The rules→engine drop is the headline: it shows, with numbers, exactly what the NER engine buys you.

> Precision is reported against *structured* PII only, so it is a conservative lower bound — correctly
> removing a clinician's name (not in the tables) counts here as a false positive. **Recall and leakage
> are the sound, headline metrics.**

## Architecture

```
                 ┌──────────────────── inside Trust A ─────────────────────┐
 raw notes ──►   │  fix mojibake ─► detect (Presidio NER + rules)           │ ──► de-identified
 (PHI)           │                  ─► transform (redact | pseudonymise)    │     text + audit log
                 │                     patient-consistent + date-shift, vault│     (no PHI leaves)
                 └─────────────────────────────────────────────────────────┘
        same gate runs inside Trust B ──►  ┌────────────────────────────┐
                                           │  shared de-identified pool  │ ──► federated AI training
                                           └────────────────────────────┘
```

**Project layout** (Gold-RAP "analysis as a product"):

```
src/                 the package
  data.py            load CSVs + ground-truth join (EVAL-ONLY oracle)
  recognisers.py     pure-Python rules: NHS checksum/context, postcode, date, phone, email, GMC/NMC/ODS, UUID
  detect.py          RuleDetector / PresidioDetector behind one Detector interface
  transform.py       redaction | patient-consistent pseudonymisation + DOB date-shift (Faker vault)
  pipeline.py        single-note detect -> sanitise -> audit
  evaluate.py        detection P/R/F1 + residual-leakage metric
  trust_demo.py      two-Trust sanitise-at-source demo
tests/               unit tests + run_eval.py (the evaluation CLI)
docs/                tool_card.md · CHANGELOG.md
data/                input CSVs (gitignored)
outputs/             generated artifacts: results.json, manifests (gitignored)
streamlit_app.py     demo UI + Hugging Face Space entry point
Dockerfile           HF Spaces (Docker) deploy      pyproject.toml   packaging + lint/test config
```

## Trust & governance — mapped to the NHS Five Safes
- **Safe data** — PII removed to DAPB1523/ICO standard across patient + staff + org identifiers.
- **Safe settings** — runs inside the Trust; raw CSVs and the vault are gitignored, never leave.
- **Safe outputs** — only de-identified text + content-free audit logs; the measured leakage gates them.
- **Safe people / projects** — the re-identification vault stays Trust-local; pseudonymised data is
  still personal data under UK GDPR — stated honestly, no over-claim.

## Run it

```bash
# 1) create AND activate the virtual environment
python -m venv .venv
.\.venv\Scripts\Activate.ps1        # Windows PowerShell
# source .venv/Scripts/activate     #   ... or Windows Git Bash
# source .venv/bin/activate         #   ... or macOS / Linux

# 2) install the package (editable) + the spaCy model
pip install -e ".[app,dev]"
python -m spacy download en_core_web_lg   # or en_core_web_sm for a faster, lighter run

# 3) run
python tests/run_eval.py --compare --limit 300   # reproduce the table -> outputs/results.json
python -m src.trust_demo                          # two NHS Trusts share only de-identified data -> outputs/
streamlit run streamlit_app.py                    # demo: Try-it · Metrics · Governance · Two-Trust
pytest -q                                          # unit tests
```

The dataset is pulled automatically on first run. To run fully offline, drop the three CSVs in a
folder and set `NOTEGUARD_DATA_DIR=/path/to/csvs`.

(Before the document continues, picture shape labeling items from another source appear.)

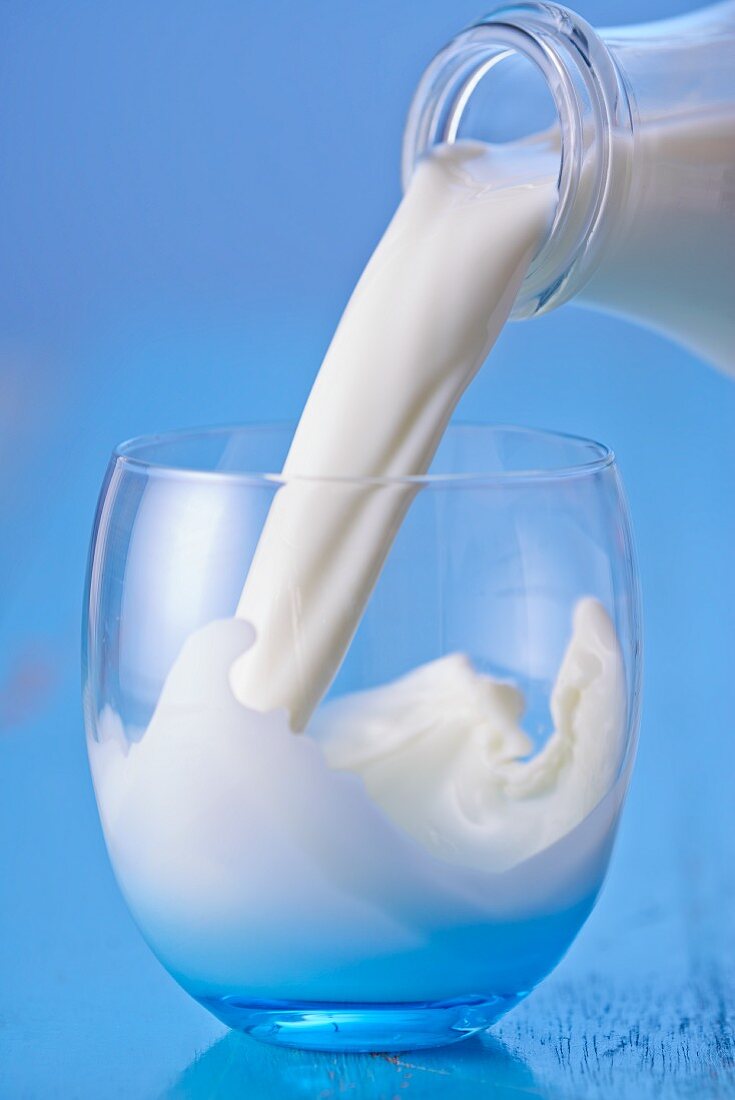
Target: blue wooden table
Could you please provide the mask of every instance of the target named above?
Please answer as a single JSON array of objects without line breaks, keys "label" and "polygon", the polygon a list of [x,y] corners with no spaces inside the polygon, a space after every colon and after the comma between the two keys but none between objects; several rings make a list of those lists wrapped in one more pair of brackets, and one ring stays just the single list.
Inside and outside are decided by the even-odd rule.
[{"label": "blue wooden table", "polygon": [[[569,317],[580,348],[602,333],[606,358],[591,372],[585,355],[568,355],[562,409],[550,405],[542,351]],[[301,388],[328,323],[308,339],[306,322],[294,326]],[[158,340],[155,354],[122,349],[119,361],[110,351],[103,405],[98,358],[76,364],[68,393],[39,380],[54,416],[2,455],[12,473],[0,543],[2,1100],[735,1097],[735,386],[668,346],[666,365],[651,366],[656,338],[586,315],[508,340],[509,363],[523,340],[535,364],[523,402],[501,358],[470,413],[507,421],[523,409],[526,422],[612,442],[644,580],[639,759],[607,886],[570,954],[484,1038],[391,1057],[300,1054],[227,1033],[151,956],[107,862],[81,730],[81,578],[107,452],[135,431],[221,419],[241,402],[242,362],[267,364],[251,417],[295,413],[303,394],[289,385],[295,344],[281,329],[241,333],[227,353],[191,339],[163,351]],[[212,361],[217,385],[202,395],[196,380]],[[69,433],[57,409],[85,430]],[[658,436],[652,409],[667,425]]]}]

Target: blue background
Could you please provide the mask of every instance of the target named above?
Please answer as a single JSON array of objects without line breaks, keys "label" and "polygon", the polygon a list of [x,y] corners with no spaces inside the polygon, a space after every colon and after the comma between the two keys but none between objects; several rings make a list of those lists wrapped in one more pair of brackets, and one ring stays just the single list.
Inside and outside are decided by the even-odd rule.
[{"label": "blue background", "polygon": [[[593,23],[687,7],[578,6]],[[407,1087],[399,1065],[379,1080],[374,1062],[332,1072],[336,1059],[222,1040],[149,955],[96,820],[79,618],[118,440],[297,416],[399,197],[421,68],[481,13],[479,0],[0,6],[3,1098]],[[496,1040],[424,1059],[421,1094],[442,1074],[459,1089],[492,1069],[507,1094],[596,1096],[574,1077],[570,1020],[583,1027],[603,1002],[619,1021],[597,1052],[600,1094],[606,1080],[646,1094],[640,1067],[705,1094],[722,1084],[712,1065],[732,1036],[735,975],[735,383],[660,337],[564,307],[506,330],[461,415],[616,450],[644,583],[645,707],[601,906]]]}]

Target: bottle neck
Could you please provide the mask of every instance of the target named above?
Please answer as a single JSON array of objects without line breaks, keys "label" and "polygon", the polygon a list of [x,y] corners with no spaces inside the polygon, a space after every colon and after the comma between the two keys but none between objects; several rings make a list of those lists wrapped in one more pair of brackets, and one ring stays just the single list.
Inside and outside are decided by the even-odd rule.
[{"label": "bottle neck", "polygon": [[[519,74],[520,84],[516,78],[513,87],[500,79],[504,70]],[[561,6],[530,0],[496,9],[453,38],[426,69],[403,146],[406,188],[417,161],[432,145],[460,138],[489,140],[491,116],[502,114],[506,106],[502,98],[523,99],[524,73],[536,80],[540,74],[556,114],[544,136],[547,150],[552,144],[556,152],[559,198],[549,234],[522,285],[515,318],[551,309],[580,290],[624,201],[633,114],[628,91],[604,42]],[[524,148],[528,146],[527,138]]]}]

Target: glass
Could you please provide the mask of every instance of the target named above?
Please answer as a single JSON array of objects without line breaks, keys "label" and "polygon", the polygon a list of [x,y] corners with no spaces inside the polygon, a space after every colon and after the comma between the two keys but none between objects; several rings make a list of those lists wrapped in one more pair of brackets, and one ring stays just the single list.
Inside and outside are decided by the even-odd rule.
[{"label": "glass", "polygon": [[[110,859],[153,952],[224,1023],[320,1049],[454,1042],[556,966],[606,871],[640,683],[621,482],[596,443],[472,426],[449,429],[427,476],[319,482],[340,495],[407,494],[410,505],[327,702],[296,735],[284,713],[241,707],[228,679],[252,642],[234,608],[285,484],[251,471],[281,469],[290,435],[172,433],[111,459],[84,647]],[[298,623],[297,598],[294,608]],[[590,615],[592,641],[582,631],[570,644]],[[423,679],[407,694],[398,681],[396,710],[395,686],[382,685],[406,674]],[[368,693],[356,696],[363,716],[381,700],[388,739],[425,738],[397,801],[376,772],[350,773],[333,752],[355,692]],[[495,710],[482,710],[487,692]],[[519,760],[486,772],[516,721],[527,740],[507,736]],[[523,758],[548,744],[555,721],[567,740],[539,782]],[[584,763],[588,750],[596,765]],[[498,783],[515,783],[516,801]],[[469,799],[459,810],[457,795]]]},{"label": "glass", "polygon": [[732,0],[601,31],[560,4],[497,8],[419,81],[404,187],[436,143],[535,150],[559,201],[513,316],[573,297],[735,371],[734,54]]}]

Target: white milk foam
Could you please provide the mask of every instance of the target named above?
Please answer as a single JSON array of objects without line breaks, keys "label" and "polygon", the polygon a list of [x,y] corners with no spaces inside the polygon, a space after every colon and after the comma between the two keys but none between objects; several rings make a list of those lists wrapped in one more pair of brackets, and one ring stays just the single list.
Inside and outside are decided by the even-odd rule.
[{"label": "white milk foam", "polygon": [[493,175],[476,144],[418,167],[306,405],[238,616],[185,642],[142,738],[100,716],[118,878],[197,996],[528,989],[602,881],[626,714],[596,601],[577,607],[555,733],[528,759],[519,693],[461,654],[314,714],[417,486],[309,479],[427,470],[553,210],[547,177]]}]

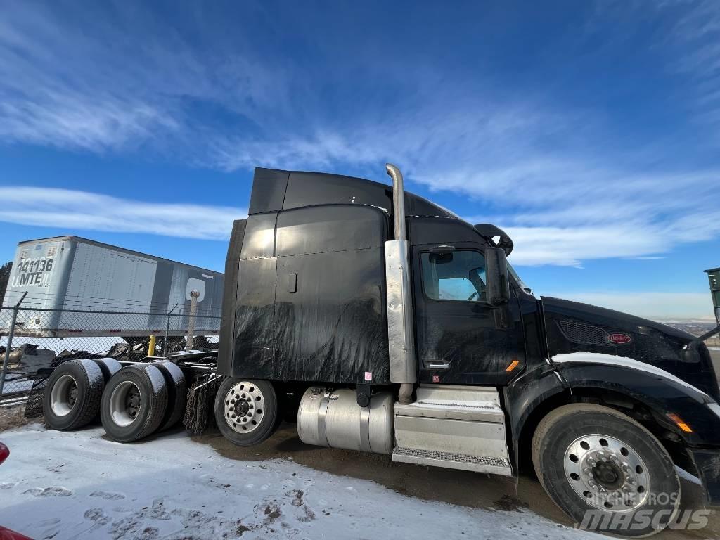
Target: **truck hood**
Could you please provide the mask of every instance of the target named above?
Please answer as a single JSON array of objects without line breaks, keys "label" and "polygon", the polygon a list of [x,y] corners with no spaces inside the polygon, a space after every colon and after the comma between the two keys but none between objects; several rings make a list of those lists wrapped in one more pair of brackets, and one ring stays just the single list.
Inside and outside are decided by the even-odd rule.
[{"label": "truck hood", "polygon": [[[716,400],[718,382],[707,347],[688,354],[692,334],[604,307],[541,299],[551,359],[576,352],[599,353],[649,364],[698,388]],[[621,364],[618,359],[618,364]]]}]

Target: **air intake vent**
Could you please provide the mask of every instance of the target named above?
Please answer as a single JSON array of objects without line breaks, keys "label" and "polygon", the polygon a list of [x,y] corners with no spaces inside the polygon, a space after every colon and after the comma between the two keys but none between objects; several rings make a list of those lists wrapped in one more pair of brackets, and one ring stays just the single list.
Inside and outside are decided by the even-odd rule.
[{"label": "air intake vent", "polygon": [[602,328],[576,320],[564,319],[558,323],[562,333],[570,341],[583,345],[609,345],[607,333]]}]

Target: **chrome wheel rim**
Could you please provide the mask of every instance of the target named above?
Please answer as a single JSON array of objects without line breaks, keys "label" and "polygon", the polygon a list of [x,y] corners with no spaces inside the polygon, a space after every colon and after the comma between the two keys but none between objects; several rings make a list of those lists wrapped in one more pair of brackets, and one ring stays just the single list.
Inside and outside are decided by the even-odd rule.
[{"label": "chrome wheel rim", "polygon": [[135,421],[142,405],[138,385],[130,381],[123,381],[113,388],[110,394],[110,417],[115,424],[125,428]]},{"label": "chrome wheel rim", "polygon": [[257,428],[265,414],[265,396],[251,382],[233,384],[225,397],[225,416],[228,426],[238,433]]},{"label": "chrome wheel rim", "polygon": [[53,414],[67,416],[70,414],[78,397],[78,382],[72,375],[63,375],[53,385],[50,394],[50,406]]},{"label": "chrome wheel rim", "polygon": [[565,478],[588,504],[608,512],[636,510],[650,491],[650,476],[640,454],[609,435],[578,437],[565,451]]}]

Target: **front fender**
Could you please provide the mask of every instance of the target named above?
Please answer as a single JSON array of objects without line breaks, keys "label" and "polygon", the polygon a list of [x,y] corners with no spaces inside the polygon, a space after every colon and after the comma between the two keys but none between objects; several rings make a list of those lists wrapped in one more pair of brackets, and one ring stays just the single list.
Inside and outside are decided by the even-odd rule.
[{"label": "front fender", "polygon": [[[624,394],[647,405],[657,420],[686,444],[720,445],[720,415],[714,408],[719,413],[720,409],[714,400],[672,374],[611,355],[559,355],[553,361],[571,392],[593,388]],[[692,433],[679,429],[667,417],[669,413],[682,418]]]},{"label": "front fender", "polygon": [[558,370],[549,363],[537,364],[503,389],[510,426],[508,442],[517,469],[520,438],[528,418],[539,405],[567,390]]}]

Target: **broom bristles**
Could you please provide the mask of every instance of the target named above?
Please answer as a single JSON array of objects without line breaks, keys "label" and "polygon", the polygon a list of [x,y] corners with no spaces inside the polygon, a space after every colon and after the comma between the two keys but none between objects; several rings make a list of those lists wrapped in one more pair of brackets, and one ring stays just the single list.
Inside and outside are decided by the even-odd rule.
[{"label": "broom bristles", "polygon": [[199,435],[215,426],[215,401],[220,377],[199,379],[193,384],[187,396],[187,407],[183,423],[193,435]]}]

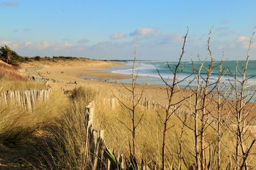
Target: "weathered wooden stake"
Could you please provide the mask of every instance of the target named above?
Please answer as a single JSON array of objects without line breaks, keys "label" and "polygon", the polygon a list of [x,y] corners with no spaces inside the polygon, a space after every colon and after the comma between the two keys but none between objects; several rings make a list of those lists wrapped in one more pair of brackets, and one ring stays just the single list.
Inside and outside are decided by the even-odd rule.
[{"label": "weathered wooden stake", "polygon": [[110,99],[110,104],[111,104],[111,109],[113,110],[115,110],[115,97],[111,97],[111,99]]}]

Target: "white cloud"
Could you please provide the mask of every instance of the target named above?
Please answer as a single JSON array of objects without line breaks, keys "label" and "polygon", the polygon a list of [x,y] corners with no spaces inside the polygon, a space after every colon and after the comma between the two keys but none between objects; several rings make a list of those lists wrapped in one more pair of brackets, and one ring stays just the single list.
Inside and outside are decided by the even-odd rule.
[{"label": "white cloud", "polygon": [[148,35],[156,35],[161,34],[161,30],[153,28],[139,28],[134,31],[131,32],[129,36],[148,36]]},{"label": "white cloud", "polygon": [[68,42],[65,42],[64,43],[64,46],[72,46],[73,45],[68,43]]},{"label": "white cloud", "polygon": [[12,41],[8,41],[8,40],[3,40],[0,41],[0,45],[8,45],[10,43],[12,43]]},{"label": "white cloud", "polygon": [[241,42],[247,40],[248,38],[244,36],[239,36],[236,40],[237,42]]},{"label": "white cloud", "polygon": [[19,4],[16,2],[3,2],[3,3],[0,3],[0,5],[1,6],[11,6],[11,7],[13,7],[13,6],[18,6]]},{"label": "white cloud", "polygon": [[111,39],[122,39],[126,37],[126,34],[124,33],[118,33],[118,32],[115,32],[113,33],[112,35],[110,35],[109,36]]}]

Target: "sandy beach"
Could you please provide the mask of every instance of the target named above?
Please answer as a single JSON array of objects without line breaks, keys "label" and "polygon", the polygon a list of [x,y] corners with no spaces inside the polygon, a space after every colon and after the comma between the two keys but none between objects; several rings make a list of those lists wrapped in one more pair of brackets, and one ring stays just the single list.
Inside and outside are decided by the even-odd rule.
[{"label": "sandy beach", "polygon": [[[127,74],[115,74],[106,69],[111,67],[124,66],[123,63],[118,62],[97,60],[90,59],[81,59],[75,61],[62,60],[59,62],[33,62],[22,64],[21,71],[26,73],[28,76],[38,76],[35,73],[40,73],[42,77],[53,80],[49,84],[65,90],[72,90],[79,86],[93,87],[100,90],[109,92],[109,96],[113,93],[122,93],[125,95],[131,95],[125,90],[124,85],[115,82],[107,81],[106,80],[132,78],[131,76]],[[83,78],[81,75],[93,77],[93,78]],[[76,83],[75,83],[76,81]],[[125,84],[126,87],[131,87],[131,85]],[[136,92],[139,95],[143,90],[143,97],[148,100],[156,101],[162,104],[168,103],[166,87],[154,85],[137,85]],[[173,103],[179,102],[184,97],[189,96],[192,92],[188,89],[182,89],[182,92],[176,93],[173,97]],[[193,97],[190,99],[193,102]],[[249,108],[253,103],[249,103]],[[188,109],[188,102],[184,102],[181,108]],[[214,111],[214,106],[209,106]],[[256,111],[256,109],[253,109]]]}]

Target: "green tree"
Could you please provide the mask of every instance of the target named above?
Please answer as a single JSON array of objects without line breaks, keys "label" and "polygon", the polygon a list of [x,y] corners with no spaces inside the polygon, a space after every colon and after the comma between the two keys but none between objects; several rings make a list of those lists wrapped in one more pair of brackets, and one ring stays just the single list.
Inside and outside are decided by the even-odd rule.
[{"label": "green tree", "polygon": [[24,58],[19,55],[7,45],[0,47],[0,59],[12,65],[18,65],[19,62],[25,60]]}]

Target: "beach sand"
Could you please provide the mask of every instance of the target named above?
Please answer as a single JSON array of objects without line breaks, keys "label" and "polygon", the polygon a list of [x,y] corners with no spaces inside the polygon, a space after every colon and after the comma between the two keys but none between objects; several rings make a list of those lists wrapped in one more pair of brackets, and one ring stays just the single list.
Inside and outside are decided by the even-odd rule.
[{"label": "beach sand", "polygon": [[[50,81],[49,85],[52,87],[72,90],[79,86],[93,87],[100,90],[109,92],[109,96],[114,94],[122,94],[125,96],[131,94],[125,90],[124,85],[115,82],[106,81],[108,79],[117,80],[122,78],[132,78],[131,75],[115,74],[105,69],[110,67],[123,66],[124,64],[118,62],[97,60],[90,59],[81,59],[75,61],[60,61],[56,62],[32,62],[22,64],[21,72],[26,73],[27,75],[38,76],[36,73],[40,73],[44,78],[54,80]],[[61,73],[63,72],[63,73]],[[48,74],[47,73],[51,73]],[[84,79],[81,75],[86,76],[90,78]],[[74,83],[76,81],[76,83]],[[131,85],[125,84],[130,88]],[[136,85],[136,94],[138,96],[143,90],[143,97],[147,97],[150,101],[156,101],[162,105],[168,103],[166,93],[166,87],[160,85]],[[189,96],[192,92],[188,89],[181,89],[181,92],[176,93],[173,97],[172,103],[180,101],[184,97]],[[194,97],[189,99],[192,103],[195,101]],[[254,103],[249,103],[248,108],[252,107]],[[181,108],[188,109],[188,102],[183,102]],[[216,110],[216,106],[209,106],[209,110]],[[228,107],[227,107],[227,111]],[[253,112],[256,111],[253,108]]]}]

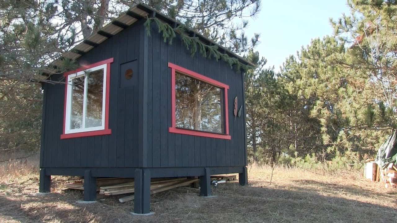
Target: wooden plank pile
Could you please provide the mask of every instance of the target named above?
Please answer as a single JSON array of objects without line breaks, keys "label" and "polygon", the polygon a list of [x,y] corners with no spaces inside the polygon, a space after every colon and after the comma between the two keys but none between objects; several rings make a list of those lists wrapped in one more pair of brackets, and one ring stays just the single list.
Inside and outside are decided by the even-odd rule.
[{"label": "wooden plank pile", "polygon": [[[216,175],[211,176],[211,180],[215,180],[222,183],[237,182],[237,175]],[[74,180],[72,183],[64,185],[62,190],[68,189],[84,190],[83,179]],[[198,185],[198,179],[187,177],[171,178],[154,178],[150,183],[150,194],[153,194],[165,191],[173,188],[186,186],[191,185]],[[133,194],[135,191],[135,182],[133,178],[97,178],[96,190],[100,194],[106,196],[126,194]],[[134,195],[121,198],[119,201],[121,202],[133,200]]]},{"label": "wooden plank pile", "polygon": [[382,169],[374,161],[371,161],[365,163],[364,175],[373,181],[380,181],[385,184],[386,188],[397,188],[397,166],[389,163]]},{"label": "wooden plank pile", "polygon": [[397,188],[397,166],[389,163],[387,167],[380,171],[380,180],[386,188]]}]

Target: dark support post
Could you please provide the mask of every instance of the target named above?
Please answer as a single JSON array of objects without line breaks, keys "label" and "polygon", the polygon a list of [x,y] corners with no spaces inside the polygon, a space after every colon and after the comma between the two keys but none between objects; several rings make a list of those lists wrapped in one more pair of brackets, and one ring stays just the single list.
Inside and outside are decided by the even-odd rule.
[{"label": "dark support post", "polygon": [[84,201],[96,200],[96,178],[93,177],[91,171],[84,171]]},{"label": "dark support post", "polygon": [[134,213],[150,213],[150,170],[137,169],[135,171],[135,190],[134,192]]},{"label": "dark support post", "polygon": [[204,175],[200,177],[200,196],[211,196],[211,172],[209,168],[204,168]]},{"label": "dark support post", "polygon": [[243,167],[243,173],[239,173],[239,182],[241,186],[248,185],[248,173],[246,166]]},{"label": "dark support post", "polygon": [[51,175],[46,175],[45,168],[40,169],[39,192],[40,193],[49,193],[51,192]]}]

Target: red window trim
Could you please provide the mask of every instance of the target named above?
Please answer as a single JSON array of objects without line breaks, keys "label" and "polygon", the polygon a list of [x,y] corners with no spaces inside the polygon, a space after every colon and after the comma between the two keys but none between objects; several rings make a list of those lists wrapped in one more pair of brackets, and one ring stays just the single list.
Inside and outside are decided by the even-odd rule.
[{"label": "red window trim", "polygon": [[[227,90],[229,89],[229,85],[225,85],[225,84],[220,82],[211,79],[207,77],[201,75],[201,74],[197,73],[190,70],[184,68],[182,67],[174,64],[172,63],[168,63],[168,67],[171,69],[171,117],[172,117],[172,125],[171,127],[169,128],[169,131],[170,133],[174,133],[207,137],[209,138],[222,138],[224,139],[231,139],[231,137],[230,135],[229,135],[229,110],[227,107],[227,100],[228,99],[228,98],[227,97]],[[179,72],[182,73],[185,75],[196,79],[202,81],[204,82],[210,84],[219,88],[222,88],[224,90],[225,129],[226,132],[225,134],[212,133],[196,130],[190,130],[189,129],[179,129],[176,127],[176,118],[175,117],[175,71],[177,71]]]},{"label": "red window trim", "polygon": [[[87,137],[98,135],[110,135],[112,134],[112,130],[109,129],[109,97],[110,92],[110,63],[113,62],[114,58],[110,58],[107,60],[100,61],[91,64],[83,65],[81,67],[70,71],[65,72],[64,76],[65,77],[66,81],[65,85],[65,99],[64,106],[64,125],[62,130],[62,134],[61,135],[61,139],[71,138],[80,137]],[[106,93],[105,96],[105,129],[102,130],[97,130],[87,132],[82,132],[74,133],[65,134],[65,127],[66,121],[66,96],[67,94],[67,76],[71,74],[87,69],[103,65],[106,65]]]}]

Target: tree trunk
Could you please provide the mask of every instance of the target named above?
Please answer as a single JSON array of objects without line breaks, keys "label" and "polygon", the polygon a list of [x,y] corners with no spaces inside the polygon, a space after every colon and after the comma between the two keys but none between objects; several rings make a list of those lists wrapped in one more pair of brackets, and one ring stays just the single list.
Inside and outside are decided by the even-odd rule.
[{"label": "tree trunk", "polygon": [[200,90],[200,84],[197,85],[196,92],[195,94],[195,110],[193,110],[194,129],[200,129],[201,123],[201,94]]},{"label": "tree trunk", "polygon": [[105,21],[105,17],[108,13],[109,9],[109,0],[101,0],[100,7],[98,10],[98,15],[95,19],[95,26],[94,27],[93,32],[95,33],[100,29],[103,27],[103,23]]},{"label": "tree trunk", "polygon": [[255,162],[257,162],[258,158],[256,157],[256,131],[255,126],[255,119],[252,119],[252,148],[253,150],[253,160]]},{"label": "tree trunk", "polygon": [[83,1],[82,4],[83,7],[80,11],[81,13],[81,18],[80,18],[80,23],[81,25],[81,31],[83,33],[83,37],[84,39],[86,39],[91,35],[92,33],[92,29],[91,27],[88,25],[88,21],[87,20],[88,17],[88,12],[89,7],[92,7],[92,1]]}]

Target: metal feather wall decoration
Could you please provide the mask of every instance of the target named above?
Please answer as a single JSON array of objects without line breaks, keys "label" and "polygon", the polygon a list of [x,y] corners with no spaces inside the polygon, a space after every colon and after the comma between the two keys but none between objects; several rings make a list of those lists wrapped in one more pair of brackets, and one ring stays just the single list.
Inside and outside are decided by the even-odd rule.
[{"label": "metal feather wall decoration", "polygon": [[237,96],[234,98],[234,109],[233,110],[233,113],[234,114],[235,120],[236,119],[236,117],[237,117],[237,106],[238,105],[237,104]]},{"label": "metal feather wall decoration", "polygon": [[239,109],[239,117],[241,116],[241,112],[243,112],[243,105],[241,105],[240,106],[240,109]]}]

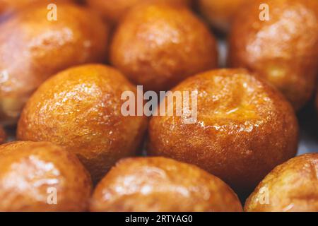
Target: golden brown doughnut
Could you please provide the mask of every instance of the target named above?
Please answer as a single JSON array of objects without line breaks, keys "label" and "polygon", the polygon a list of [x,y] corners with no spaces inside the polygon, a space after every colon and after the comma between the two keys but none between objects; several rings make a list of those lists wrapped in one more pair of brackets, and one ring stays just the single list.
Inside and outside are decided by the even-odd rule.
[{"label": "golden brown doughnut", "polygon": [[6,133],[2,126],[0,126],[0,144],[4,143],[6,140]]},{"label": "golden brown doughnut", "polygon": [[166,90],[187,77],[217,66],[216,40],[188,8],[142,4],[119,25],[110,61],[146,90]]},{"label": "golden brown doughnut", "polygon": [[86,0],[90,7],[98,11],[107,21],[117,23],[131,8],[143,3],[164,2],[190,6],[192,0]]},{"label": "golden brown doughnut", "polygon": [[164,157],[121,160],[98,184],[92,211],[242,211],[233,191],[213,175]]},{"label": "golden brown doughnut", "polygon": [[246,211],[318,212],[318,153],[276,167],[247,200]]},{"label": "golden brown doughnut", "polygon": [[[269,6],[261,21],[260,4]],[[235,17],[230,64],[259,73],[300,109],[312,97],[317,71],[318,1],[259,0]]]},{"label": "golden brown doughnut", "polygon": [[83,211],[91,184],[75,155],[59,146],[31,141],[0,145],[0,211]]},{"label": "golden brown doughnut", "polygon": [[124,117],[124,91],[136,89],[117,70],[90,64],[45,81],[23,109],[17,137],[51,141],[76,153],[94,182],[139,148],[147,119]]},{"label": "golden brown doughnut", "polygon": [[251,0],[199,0],[200,12],[215,28],[226,32],[234,15],[246,2]]},{"label": "golden brown doughnut", "polygon": [[69,66],[106,58],[108,31],[87,9],[59,4],[57,20],[46,4],[28,7],[0,24],[0,121],[15,123],[33,91]]},{"label": "golden brown doughnut", "polygon": [[[196,121],[153,117],[151,155],[196,165],[245,194],[296,154],[298,125],[292,107],[275,88],[247,71],[210,71],[187,79],[172,91],[197,93]],[[173,105],[174,112],[182,109],[175,101],[167,105]]]}]

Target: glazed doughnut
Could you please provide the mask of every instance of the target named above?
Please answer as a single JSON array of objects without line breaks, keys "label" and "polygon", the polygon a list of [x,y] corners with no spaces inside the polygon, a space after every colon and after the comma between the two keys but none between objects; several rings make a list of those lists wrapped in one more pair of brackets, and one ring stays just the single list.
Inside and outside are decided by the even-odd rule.
[{"label": "glazed doughnut", "polygon": [[195,166],[137,157],[119,161],[102,179],[90,210],[236,212],[242,206],[225,183]]},{"label": "glazed doughnut", "polygon": [[276,167],[247,200],[246,211],[318,212],[318,153]]},{"label": "glazed doughnut", "polygon": [[[273,167],[295,155],[299,129],[292,107],[247,71],[207,71],[183,81],[172,89],[177,91],[196,93],[196,120],[153,117],[149,154],[196,165],[240,195],[252,192]],[[172,101],[166,97],[160,107],[167,102],[174,112],[189,111]]]},{"label": "glazed doughnut", "polygon": [[146,117],[124,117],[123,92],[136,88],[119,72],[99,65],[63,71],[45,81],[23,109],[17,137],[50,141],[77,154],[94,182],[120,158],[134,155]]},{"label": "glazed doughnut", "polygon": [[46,4],[20,11],[0,24],[0,121],[15,124],[34,90],[69,66],[106,59],[107,26],[84,8],[59,4],[57,20]]},{"label": "glazed doughnut", "polygon": [[0,169],[1,212],[87,210],[90,176],[74,154],[59,146],[31,141],[0,145]]}]

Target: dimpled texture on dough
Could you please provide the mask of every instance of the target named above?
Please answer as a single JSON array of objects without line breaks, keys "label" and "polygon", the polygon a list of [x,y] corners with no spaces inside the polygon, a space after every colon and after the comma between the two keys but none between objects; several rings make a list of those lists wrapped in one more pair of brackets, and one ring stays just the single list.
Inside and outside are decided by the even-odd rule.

## Deploy the live demo (Hugging Face Spaces)

```bash
pip install -U huggingface_hub      # provides the `hf` CLI
hf auth login                        # paste a WRITE token from https://huggingface.co/settings/tokens
hf repos create <user>/noteguard --repo-type space --space-sdk docker
git remote add space https://huggingface.co/spaces/<user>/noteguard
git push space HEAD:main             # builds the image and serves streamlit_app.py
```

## Data notes (found by inspecting the data, not assuming)
- NHS numbers in this synthetic set are **9 digits** (real ones are 10 + mod-11 check). We catch both:
  checksum-validated 10-digit anywhere, **and** context-anchored numbers after an "NHS …" label.
- Some fields are double-encoded (`Â·`); `_fix_mojibake` repairs them so they don't pollute ground truth.

Built with Claude Code (`CLAUDE.md`, `.claude/`).